Keith Phipps of Vulture gave the episode a 4 star rating out of 5 and wrote, "Much of 'Headspace' leaves viewers hanging about the fate of its plot strands. Will Ted be able to confront what's going on inside him? Will Nate continue his descent into prickdom? Is there a future to this Bantr match? All that, and the Greyhounds' season remains on the line, even if the episode largely ignores that. Football is life, sure, but there's more to life than just football." Becca Newton of TV Fanatic gave the episode a 4.4 star rating out of 5 and wrote, "With Nate's behavior becoming more problematic as he receives outside praise, including the possibility of outside offers to manage a team, it begs the question of how dark Nate's story will go.

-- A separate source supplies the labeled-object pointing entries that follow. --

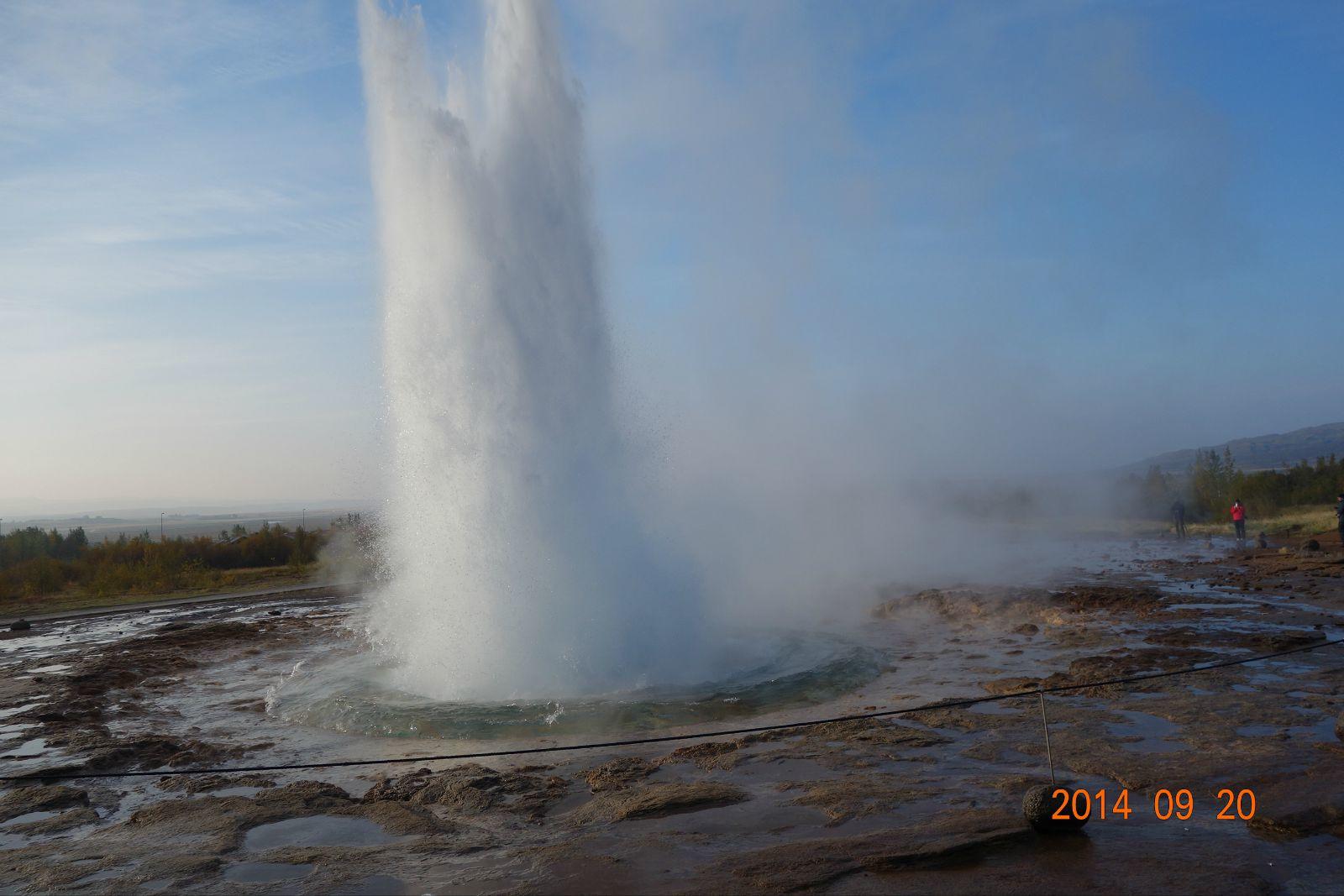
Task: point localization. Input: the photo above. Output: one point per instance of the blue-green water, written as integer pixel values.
(353, 694)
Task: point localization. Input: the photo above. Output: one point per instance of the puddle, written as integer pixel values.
(27, 748)
(15, 711)
(1257, 731)
(265, 872)
(995, 708)
(318, 831)
(1153, 730)
(10, 732)
(375, 886)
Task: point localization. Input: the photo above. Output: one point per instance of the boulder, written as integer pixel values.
(1038, 805)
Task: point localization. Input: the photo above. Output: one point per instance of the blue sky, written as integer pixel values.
(976, 235)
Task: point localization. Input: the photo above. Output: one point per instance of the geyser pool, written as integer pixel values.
(358, 694)
(517, 564)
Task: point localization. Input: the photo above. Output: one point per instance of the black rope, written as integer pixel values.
(638, 741)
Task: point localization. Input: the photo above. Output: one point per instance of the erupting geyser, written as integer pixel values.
(517, 564)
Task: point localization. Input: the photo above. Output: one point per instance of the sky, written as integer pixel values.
(971, 238)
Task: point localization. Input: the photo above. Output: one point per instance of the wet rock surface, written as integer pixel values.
(932, 799)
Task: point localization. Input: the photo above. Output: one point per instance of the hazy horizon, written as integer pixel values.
(932, 238)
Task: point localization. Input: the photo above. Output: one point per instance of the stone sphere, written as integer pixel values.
(1038, 805)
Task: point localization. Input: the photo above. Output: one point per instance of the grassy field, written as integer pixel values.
(1307, 520)
(76, 598)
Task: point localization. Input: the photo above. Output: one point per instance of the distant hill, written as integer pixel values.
(1258, 453)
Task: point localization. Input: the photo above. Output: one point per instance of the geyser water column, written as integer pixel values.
(517, 567)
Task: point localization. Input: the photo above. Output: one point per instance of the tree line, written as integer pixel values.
(37, 562)
(1211, 484)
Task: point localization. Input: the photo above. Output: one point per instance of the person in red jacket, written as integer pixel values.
(1240, 521)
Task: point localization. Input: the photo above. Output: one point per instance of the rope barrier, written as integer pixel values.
(660, 739)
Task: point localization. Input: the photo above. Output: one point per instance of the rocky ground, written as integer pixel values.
(911, 804)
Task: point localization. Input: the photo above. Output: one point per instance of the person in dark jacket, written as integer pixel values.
(1339, 515)
(1179, 517)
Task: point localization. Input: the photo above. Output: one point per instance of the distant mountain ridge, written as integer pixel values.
(1260, 452)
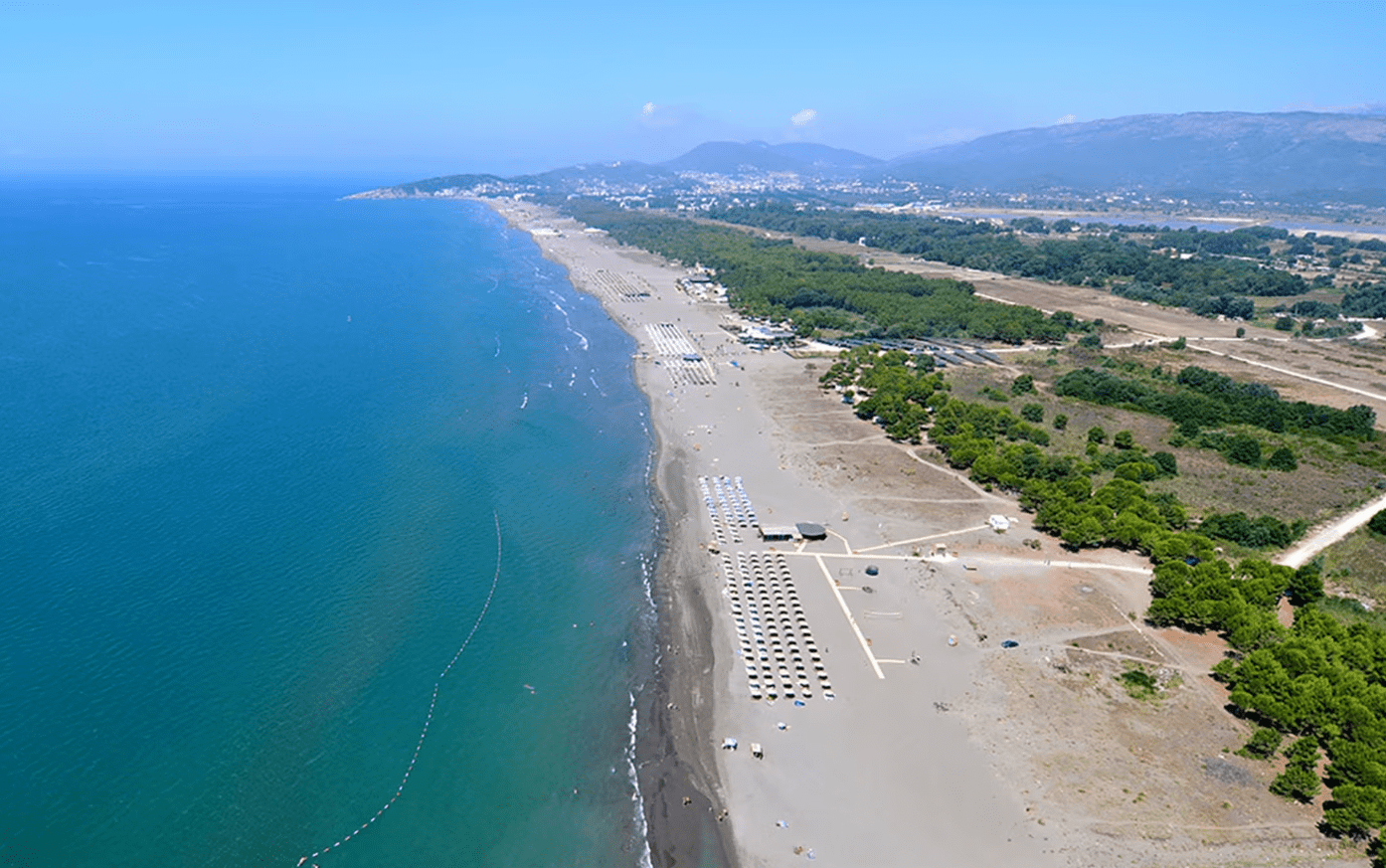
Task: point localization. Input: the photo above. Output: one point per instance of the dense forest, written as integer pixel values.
(1212, 281)
(823, 291)
(1319, 684)
(1196, 398)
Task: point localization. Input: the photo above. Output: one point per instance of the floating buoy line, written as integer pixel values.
(433, 703)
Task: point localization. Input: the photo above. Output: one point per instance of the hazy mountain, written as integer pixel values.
(1294, 158)
(742, 158)
(1288, 157)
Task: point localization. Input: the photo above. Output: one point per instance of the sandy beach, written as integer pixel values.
(894, 728)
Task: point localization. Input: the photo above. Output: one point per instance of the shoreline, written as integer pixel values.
(669, 766)
(926, 740)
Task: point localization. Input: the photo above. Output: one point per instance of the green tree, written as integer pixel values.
(1307, 586)
(1378, 523)
(1244, 449)
(1263, 744)
(1167, 463)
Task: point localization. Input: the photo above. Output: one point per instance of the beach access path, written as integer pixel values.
(935, 744)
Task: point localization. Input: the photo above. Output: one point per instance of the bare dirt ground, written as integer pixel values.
(1108, 779)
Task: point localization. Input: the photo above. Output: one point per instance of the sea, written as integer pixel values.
(326, 534)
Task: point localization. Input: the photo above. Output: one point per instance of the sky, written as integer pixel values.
(408, 88)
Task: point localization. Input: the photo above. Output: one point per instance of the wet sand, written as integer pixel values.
(901, 745)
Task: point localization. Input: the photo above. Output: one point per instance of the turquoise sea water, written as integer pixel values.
(254, 443)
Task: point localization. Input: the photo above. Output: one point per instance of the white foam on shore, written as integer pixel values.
(636, 797)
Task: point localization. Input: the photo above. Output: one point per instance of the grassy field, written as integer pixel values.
(1330, 477)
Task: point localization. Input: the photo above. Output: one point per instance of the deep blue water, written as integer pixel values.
(254, 442)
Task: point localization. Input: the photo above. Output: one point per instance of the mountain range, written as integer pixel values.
(1283, 157)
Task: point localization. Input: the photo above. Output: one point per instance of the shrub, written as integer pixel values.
(1244, 449)
(1263, 744)
(1378, 523)
(1167, 463)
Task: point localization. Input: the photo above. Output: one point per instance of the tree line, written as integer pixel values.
(819, 291)
(1209, 283)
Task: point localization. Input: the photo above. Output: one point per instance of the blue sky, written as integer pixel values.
(407, 88)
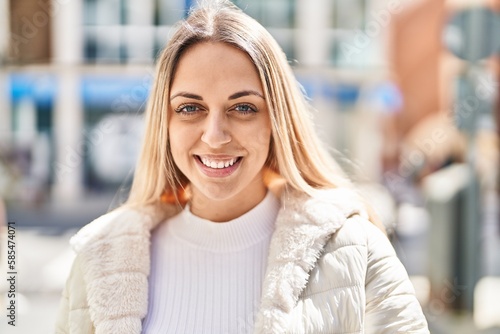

Is he Ted Lassos Anakin Skywalker?"

Linda Holmes of NPR wrote, "Nate has never really felt like he had power, either in his family or at work or probably anywhere else, and he has no idea what it's supposed to look like. It seems like there's some stuff going on with him that maybe hasn't entirely been explored, but at the very least, he's pointing his anger in the wrong direction. It's especially unsettling that he's so insistent that he didn't bungle the name 'Wonder Kid', when he did. You never like to see a guy commit to something that's not true." Christopher Orr of The New York Times wrote, "At last: A clear vision of the trajectory of this season — hinted at last week — has come into focus. It's not about wins and losses. We still have no idea of AFC Richmond's chances of rejoining the Premier League. We don't even know their next opponent in the FA Cup, following last week's shocking upset of Tottenham Hotspur. What we do know is a little bit more about Ted and the journey he appears to be on this season."

===Awards and accolades===
Sarah Niles submitted this episode for consideration for her Primetime Emmy Award for Outstanding Supporting Actress in a Comedy Series nomination at the 74th Primetime Emmy Awards. She lost the award to Sheryl Lee Ralph in Abbott Elementary.